22. The method according to claim 12 wherein the dsRNA is a mixture of a first dsRNA comprising at least 21 consecutive nucleotides of Pc2 and a second dsRNA comprising at least 21 consecutive nucleotides of Pel , Pc3, Pc4, Pc5, Pc7, Pc9 or Pc10.

23. A method of killing flea beetles of genus Phyllotreta comprising: applying to a flea beetle of the genus Phyllotreta food source an effective amount of a dsRNA to at least a portion of the food source, the nucleotide sequence of said dsRNA selected from the group consisting of:

(ix) at least 21 consecutive nucleotides of the nucleotide sequence as set forth in SEQ ID No:9 (Ps7); (x) at least 21 consecutive nucleotides of the nucleotide sequence as set forth in SEQ ID No:10 (Pc8);

and combinations thereof;

said dsRNA killing the flea beetles of the genus Phyllotreta following ingestion of the food source comprising the dsRNA by the flea beetles.

24. The method according to claim 23 wherein the effective amount of the dsRNA is co-administered with an effective amount of a nuclease inhibitor.

25. The method according to claim 24 wherein the nuclease inhibitor is a dsRNA targeted to a nuclease of flea beetles of species Phyllotreta.

26. The method according to claim 24 wherein the nuclease inhibitor is a nuclease inhibitor dsRNA selected from the group consisting of: at least 21 consecutive nucleotides of the nucleotide sequence as set forth in SEQ ID No: 14 (P. cruciferae DsRNase); and at least 21 consecutive nucleotides of the nucleotide sequence as set forth in SEQ ID No:15 (P. striolata DsRNase).

27. The method according to claim 23 wherein the dsRNA is applied to the food source at a concentration of at least about 0.1 ng per mm².

28. The method according to claim 23 wherein the flea beetle of the genus Phyllotreta is Phyllotreta cruciferae or Phyllotreta striolata.

29. The method according to claim 23 wherein the plant is a cruciferous plant.
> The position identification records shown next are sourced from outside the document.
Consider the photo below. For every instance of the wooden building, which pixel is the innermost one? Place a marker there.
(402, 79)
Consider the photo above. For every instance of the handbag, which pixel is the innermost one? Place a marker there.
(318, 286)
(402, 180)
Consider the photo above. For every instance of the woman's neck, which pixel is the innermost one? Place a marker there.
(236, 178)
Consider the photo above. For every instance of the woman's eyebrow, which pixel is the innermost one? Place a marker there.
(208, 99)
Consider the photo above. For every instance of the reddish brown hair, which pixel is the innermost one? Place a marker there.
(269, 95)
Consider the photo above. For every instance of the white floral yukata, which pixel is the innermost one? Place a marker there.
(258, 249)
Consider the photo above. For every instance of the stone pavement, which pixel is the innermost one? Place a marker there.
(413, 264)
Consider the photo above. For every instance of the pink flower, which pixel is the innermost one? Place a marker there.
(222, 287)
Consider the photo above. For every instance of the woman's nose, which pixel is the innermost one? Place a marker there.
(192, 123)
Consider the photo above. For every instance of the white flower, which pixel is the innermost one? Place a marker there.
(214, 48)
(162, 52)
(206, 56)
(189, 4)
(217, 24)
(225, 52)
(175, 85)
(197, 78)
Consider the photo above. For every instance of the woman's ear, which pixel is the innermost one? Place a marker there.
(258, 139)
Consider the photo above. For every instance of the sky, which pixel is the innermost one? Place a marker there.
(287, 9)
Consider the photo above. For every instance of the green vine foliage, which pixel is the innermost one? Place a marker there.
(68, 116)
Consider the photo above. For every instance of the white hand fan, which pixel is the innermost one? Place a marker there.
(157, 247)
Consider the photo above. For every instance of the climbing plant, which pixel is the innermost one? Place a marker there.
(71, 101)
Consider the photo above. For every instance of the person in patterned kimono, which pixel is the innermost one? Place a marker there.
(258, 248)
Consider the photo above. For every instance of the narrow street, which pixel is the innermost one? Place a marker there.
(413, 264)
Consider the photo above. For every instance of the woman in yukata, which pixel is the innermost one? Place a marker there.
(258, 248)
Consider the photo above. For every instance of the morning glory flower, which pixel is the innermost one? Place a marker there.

30. The method according to claim 23 wherein the dsRNA is a mixture of a first dsRNA comprising at least 21 consecutive nucleotides of Pel and a second dsRNA comprising at least 21 consecutive nucleotides of Pc2 or Pc3.

31. The method according to claim 23 wherein the dsRNA is a mixture of a first dsRNA comprising at least 21 consecutive nucleotides of Pc3 and a second dsRNA comprising at least 21 consecutive nucleotides of Pel , Pc2, Pc4 or Pc5.

32. The method according to claim 23 wherein the dsRNA is a mixture of a first dsRNA comprising at least 21 consecutive nucleotides of Pc2 and a second dsRNA comprising at least 21 consecutive nucleotides of Pel , Pc3, Pc4, Pc5, Pc7, Pc9 or Pc10.